Incumbent Lisa Bushelman is being challenged for her seat in the 5th Division Family Court Race by Stephanie Dietz. Lisa is doing a very good job and there has not been a compelling reason made to replace her. Bushelman should get your vote.
In the only contested District Court race incumbent Ann Ruttle is being challenged by Chris Nordloh. Ann enjoys a solid reputation for making good calls in hard cases. Her challenger just wants the job. You should vote for Ruttle.
The single biggest race for Circuit Judge in Northern Kentucky is in Boone and Gallatin counties. The clear choice is Rick Brueggemann. Rick represents a break from lawyer driven politics on the bench, much like his predecessor Tony Frohlich has. Both are men of extremely high character, solid legal backgrounds and courageously hard workers.

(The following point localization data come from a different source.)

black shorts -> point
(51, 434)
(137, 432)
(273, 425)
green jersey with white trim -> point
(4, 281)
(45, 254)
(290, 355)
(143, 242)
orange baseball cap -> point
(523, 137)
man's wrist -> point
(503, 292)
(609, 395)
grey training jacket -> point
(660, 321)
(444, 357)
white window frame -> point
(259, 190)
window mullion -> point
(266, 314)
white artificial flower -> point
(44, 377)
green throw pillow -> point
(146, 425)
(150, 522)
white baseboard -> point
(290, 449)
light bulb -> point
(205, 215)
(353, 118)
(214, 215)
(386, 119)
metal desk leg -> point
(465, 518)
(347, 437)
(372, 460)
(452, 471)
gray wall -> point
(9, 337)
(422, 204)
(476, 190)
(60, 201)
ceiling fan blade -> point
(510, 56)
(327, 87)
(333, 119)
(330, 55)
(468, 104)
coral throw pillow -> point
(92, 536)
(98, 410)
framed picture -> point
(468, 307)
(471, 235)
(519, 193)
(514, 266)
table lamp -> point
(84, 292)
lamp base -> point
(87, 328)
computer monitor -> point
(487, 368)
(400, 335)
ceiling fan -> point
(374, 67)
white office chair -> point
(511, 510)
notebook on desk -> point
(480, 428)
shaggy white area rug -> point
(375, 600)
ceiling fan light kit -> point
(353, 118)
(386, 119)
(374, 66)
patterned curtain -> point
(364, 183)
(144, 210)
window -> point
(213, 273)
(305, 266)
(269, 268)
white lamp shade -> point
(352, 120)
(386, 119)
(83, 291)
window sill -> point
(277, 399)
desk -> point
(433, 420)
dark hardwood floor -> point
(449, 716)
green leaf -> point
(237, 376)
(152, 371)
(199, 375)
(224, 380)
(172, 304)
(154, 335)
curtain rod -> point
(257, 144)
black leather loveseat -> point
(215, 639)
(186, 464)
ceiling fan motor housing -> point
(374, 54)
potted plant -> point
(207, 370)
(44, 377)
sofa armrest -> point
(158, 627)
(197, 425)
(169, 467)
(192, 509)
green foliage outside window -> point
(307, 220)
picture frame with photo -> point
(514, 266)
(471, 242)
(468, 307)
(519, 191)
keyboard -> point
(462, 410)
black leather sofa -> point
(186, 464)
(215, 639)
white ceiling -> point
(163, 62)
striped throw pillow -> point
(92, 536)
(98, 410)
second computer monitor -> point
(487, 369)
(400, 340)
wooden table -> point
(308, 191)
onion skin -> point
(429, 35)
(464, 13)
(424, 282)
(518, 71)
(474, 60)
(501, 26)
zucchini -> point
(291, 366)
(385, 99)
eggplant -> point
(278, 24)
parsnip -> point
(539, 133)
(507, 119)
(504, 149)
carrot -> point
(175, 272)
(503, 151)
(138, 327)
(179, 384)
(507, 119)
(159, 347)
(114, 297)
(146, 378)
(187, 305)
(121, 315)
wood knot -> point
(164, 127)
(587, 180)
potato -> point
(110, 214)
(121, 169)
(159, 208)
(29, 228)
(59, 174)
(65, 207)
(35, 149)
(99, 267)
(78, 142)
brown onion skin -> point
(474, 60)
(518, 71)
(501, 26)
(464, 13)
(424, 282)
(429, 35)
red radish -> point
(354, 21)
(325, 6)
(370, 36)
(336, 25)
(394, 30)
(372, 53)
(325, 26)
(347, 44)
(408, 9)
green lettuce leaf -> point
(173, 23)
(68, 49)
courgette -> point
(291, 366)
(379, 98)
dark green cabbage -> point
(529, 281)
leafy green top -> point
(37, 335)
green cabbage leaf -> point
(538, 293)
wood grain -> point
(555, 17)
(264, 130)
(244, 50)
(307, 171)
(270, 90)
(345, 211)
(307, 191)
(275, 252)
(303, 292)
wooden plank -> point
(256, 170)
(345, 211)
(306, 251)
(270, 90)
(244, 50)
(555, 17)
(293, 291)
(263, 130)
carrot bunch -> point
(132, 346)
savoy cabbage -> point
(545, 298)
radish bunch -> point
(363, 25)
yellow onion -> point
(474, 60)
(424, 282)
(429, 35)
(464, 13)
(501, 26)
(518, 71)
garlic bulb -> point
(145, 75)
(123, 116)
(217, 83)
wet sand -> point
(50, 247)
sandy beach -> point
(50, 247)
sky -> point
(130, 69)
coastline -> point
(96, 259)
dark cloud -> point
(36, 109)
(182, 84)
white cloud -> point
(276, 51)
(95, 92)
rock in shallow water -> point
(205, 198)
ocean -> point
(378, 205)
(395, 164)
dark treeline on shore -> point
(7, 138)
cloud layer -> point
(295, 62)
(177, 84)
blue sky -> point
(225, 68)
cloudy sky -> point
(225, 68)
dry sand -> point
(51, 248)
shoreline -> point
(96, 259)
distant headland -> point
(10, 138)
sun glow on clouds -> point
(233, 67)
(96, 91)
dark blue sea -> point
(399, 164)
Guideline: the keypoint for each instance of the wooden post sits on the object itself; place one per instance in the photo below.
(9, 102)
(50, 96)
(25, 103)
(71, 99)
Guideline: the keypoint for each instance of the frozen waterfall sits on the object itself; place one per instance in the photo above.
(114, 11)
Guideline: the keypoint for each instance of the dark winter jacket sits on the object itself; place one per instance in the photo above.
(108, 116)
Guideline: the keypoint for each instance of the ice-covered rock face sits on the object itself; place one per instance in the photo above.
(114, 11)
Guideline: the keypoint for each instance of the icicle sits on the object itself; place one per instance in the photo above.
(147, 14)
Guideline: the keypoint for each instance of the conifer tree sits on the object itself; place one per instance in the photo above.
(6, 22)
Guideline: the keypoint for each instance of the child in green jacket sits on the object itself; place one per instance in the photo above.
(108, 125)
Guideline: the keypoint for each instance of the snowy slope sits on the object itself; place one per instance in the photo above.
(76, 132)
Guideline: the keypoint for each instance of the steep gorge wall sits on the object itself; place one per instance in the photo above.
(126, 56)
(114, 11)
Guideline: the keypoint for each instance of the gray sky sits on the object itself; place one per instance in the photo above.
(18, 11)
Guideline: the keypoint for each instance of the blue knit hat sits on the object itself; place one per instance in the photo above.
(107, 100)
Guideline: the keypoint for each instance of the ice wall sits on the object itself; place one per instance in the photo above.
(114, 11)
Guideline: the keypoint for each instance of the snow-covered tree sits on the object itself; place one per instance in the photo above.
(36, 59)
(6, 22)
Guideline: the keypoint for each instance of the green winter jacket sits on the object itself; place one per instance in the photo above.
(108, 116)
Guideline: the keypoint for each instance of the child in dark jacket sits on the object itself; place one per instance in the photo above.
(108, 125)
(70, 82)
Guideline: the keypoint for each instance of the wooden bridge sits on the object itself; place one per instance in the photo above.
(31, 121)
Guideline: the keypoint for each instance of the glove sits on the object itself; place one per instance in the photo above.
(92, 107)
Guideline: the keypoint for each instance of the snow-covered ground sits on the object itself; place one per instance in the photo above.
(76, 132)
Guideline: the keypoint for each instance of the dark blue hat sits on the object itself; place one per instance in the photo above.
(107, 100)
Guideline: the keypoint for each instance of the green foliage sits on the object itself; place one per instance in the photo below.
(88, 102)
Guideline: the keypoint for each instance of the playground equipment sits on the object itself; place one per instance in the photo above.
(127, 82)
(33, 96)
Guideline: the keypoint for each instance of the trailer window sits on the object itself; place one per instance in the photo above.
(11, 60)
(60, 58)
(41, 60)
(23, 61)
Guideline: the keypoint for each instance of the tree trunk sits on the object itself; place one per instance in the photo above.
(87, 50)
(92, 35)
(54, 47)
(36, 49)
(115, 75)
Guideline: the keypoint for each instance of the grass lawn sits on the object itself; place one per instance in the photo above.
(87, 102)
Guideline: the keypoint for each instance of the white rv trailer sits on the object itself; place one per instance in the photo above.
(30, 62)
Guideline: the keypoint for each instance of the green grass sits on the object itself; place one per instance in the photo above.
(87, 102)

In this race Brueggemann isn't just another lawyer turned judge. He is a true constitutionalist. We live in times when the law and the Constitution are being challenged not so much by cases but by lethargy on the bench.
Defense of the Constitution has cost millions of American lives. Rick Brueggemann will honor those sacrifices by his own courage, in his own time, as Circuit Court Judge.
Owen, Grant, Carroll Counties
Two lawyers, John Brent Threlkeld and Leslie Knight, are competing for the seat now held by retiring Circuit Court Judge Stepehen Bates. Developments in the last couple of weeks have made this a tough race.
Leslie Knight won handily in a mult-candidate primary and looked to be the favorite. But Threlkeld has out worked her by a large measure and has been helped by a recent scandal surrounding Knight.
Knight, it is being said, advocated for giving heroin addicts clean needles during a recent debate. Then her brother was recently charged with manufacturing methamphetamine.
This coupled with a lawsuit foreclosing on unpaid tax bills she has accumulated and another lawsuit in which the address she listed as her residence on her campaign filing papers is being challenged as false has tainted her suddenly in the waning days of the campaign.
Knight is presumably the choice of the "courthouse crowd" but that isn't as much a positive as it once was. These negative stories swirling around her and her campaign raise real questions about her trustworthiness. It would be helpful to voters to have them resolved before their votes are cast, but considering that they might not be resolved leaves much to be concerned with.
A hearing over her qualifications to serve in the seat will be held in front of Judge Bartlett in Kenton County this week. I will update with an endorsement after that hearing.